The defected members describe improper psychological conditions and strict cult rules and restrictions as their main reason for fleeing the terrorist group.

Some defected members of the group had earlier unveiled that MKO ringleaders are using every means within their reach, including execution, to prevent the members' defection from the group.

The defected members revealed that the main ringleader of the group, Maryam Rajavi, issues the execution orders personally and condemns to death all the dissidents who refrain from obeying her orders and all those who plan to defect from the MKO.

According to the report, the MKO ringleaders have prevented the members of the group from meeting their relatives for the last two years in a bid to prevent their defection and escape from the camp.

Also in March 2011, another defected member of the MKO revealed that the female members of the group have been living under captivity for more than 25 years and are not even allowed to appear in public places alone.

"It can be firmly said that 95% of the women in Ashraf Camp (the terrorist group's resort in Iraq) have not even been allowed to step in Iraq's public and recreational places alone all throughout the last 25 years," the defected member said.

The former member of the MKO also revealed that nearly 70% of the female members of the terrorist group are single and have not been allowed to marry anyone in or outside the group.

And only a total 10% of the married members have been allowed to have children, he added.

Many of the MKO members abandoned the terrorist organization while most of those still remaining in the camp are said to be willing to quit but are under pressure and torture not to do so.

A May 2005 Human Rights Watch report accused the MKO of running prison camps in Iraq and committing human rights violations.

According to the Human Rights Watch report, the outlawed group puts defectors under torture and jail terms.

Numerous articles and letters posted on the Internet by family members of MKO recruits confirm reports of the horrific abuse that the group inflicts on its own members and the alluring recruitment methods it uses.

The most shocking of such stories includes accounts given by former British MKO member Ann Singleton and Mustafa Mohammadi - the father of an Iranian-Canadian girl who was drawn into the group during an MKO recruitment campaign in Canada.

Mohammadi recounts his desperate efforts to contact his daughter, who disappeared several years ago - a result of what the MKO called a 'two-month tour' of Camp Ashraf for teenagers.

He also explains how the group forces the families of its recruits to take part in pro-MKO demonstrations in Western countries by threatening to kill their loved ones.

Lacking a foothold in Iran, the terrorist group recruits ill-informed teens from Iranian immigrant communities in Western states and blocks their departure afterwards.

The MKO, whose main stronghold is in Iraq, is blacklisted by much of the international community, including the United States.

Before an overture by the EU, the MKO was on the European Union's list of terrorist organizations subject to an EU-wide assets freeze.

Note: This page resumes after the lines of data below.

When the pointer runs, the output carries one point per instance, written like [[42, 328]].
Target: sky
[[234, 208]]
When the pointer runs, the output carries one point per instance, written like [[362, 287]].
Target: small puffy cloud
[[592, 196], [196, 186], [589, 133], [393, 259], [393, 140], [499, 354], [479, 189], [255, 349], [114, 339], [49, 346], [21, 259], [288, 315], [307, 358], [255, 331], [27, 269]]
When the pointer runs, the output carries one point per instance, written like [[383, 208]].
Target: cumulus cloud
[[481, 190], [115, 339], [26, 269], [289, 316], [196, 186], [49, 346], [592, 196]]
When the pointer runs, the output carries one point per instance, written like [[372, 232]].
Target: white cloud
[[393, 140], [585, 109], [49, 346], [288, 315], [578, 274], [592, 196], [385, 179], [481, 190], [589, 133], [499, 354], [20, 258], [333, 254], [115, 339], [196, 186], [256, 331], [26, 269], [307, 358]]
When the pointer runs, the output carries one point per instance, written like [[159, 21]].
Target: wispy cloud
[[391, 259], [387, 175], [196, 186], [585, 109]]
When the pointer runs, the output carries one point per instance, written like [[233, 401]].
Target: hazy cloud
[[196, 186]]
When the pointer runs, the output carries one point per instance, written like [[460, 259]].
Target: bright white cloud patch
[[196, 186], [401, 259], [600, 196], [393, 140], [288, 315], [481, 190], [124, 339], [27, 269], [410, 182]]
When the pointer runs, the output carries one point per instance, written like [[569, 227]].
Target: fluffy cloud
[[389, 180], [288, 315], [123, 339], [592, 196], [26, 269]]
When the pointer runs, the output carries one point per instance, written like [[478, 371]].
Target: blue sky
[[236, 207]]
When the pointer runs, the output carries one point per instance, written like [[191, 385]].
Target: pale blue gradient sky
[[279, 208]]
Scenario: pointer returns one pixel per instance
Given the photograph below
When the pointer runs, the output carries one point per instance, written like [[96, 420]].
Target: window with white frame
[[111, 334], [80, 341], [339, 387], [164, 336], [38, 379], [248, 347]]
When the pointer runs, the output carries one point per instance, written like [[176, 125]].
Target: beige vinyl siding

Yet, the MKO puppet leader, Maryam Rajavi, who has residency in France, regularly visited Brussels and despite the ban enjoyed full freedom in Europe.

The MKO is behind a slew of assassinations and bombings inside Iran, a number of EU parliamentarians said in a recent letter in which they slammed a British court decision to remove the MKO from the British terror list. The EU officials also added that the group has no public support within Iran because of their role in helping Saddam Hussein in the Iraqi imposed war on Iran (1980-1988).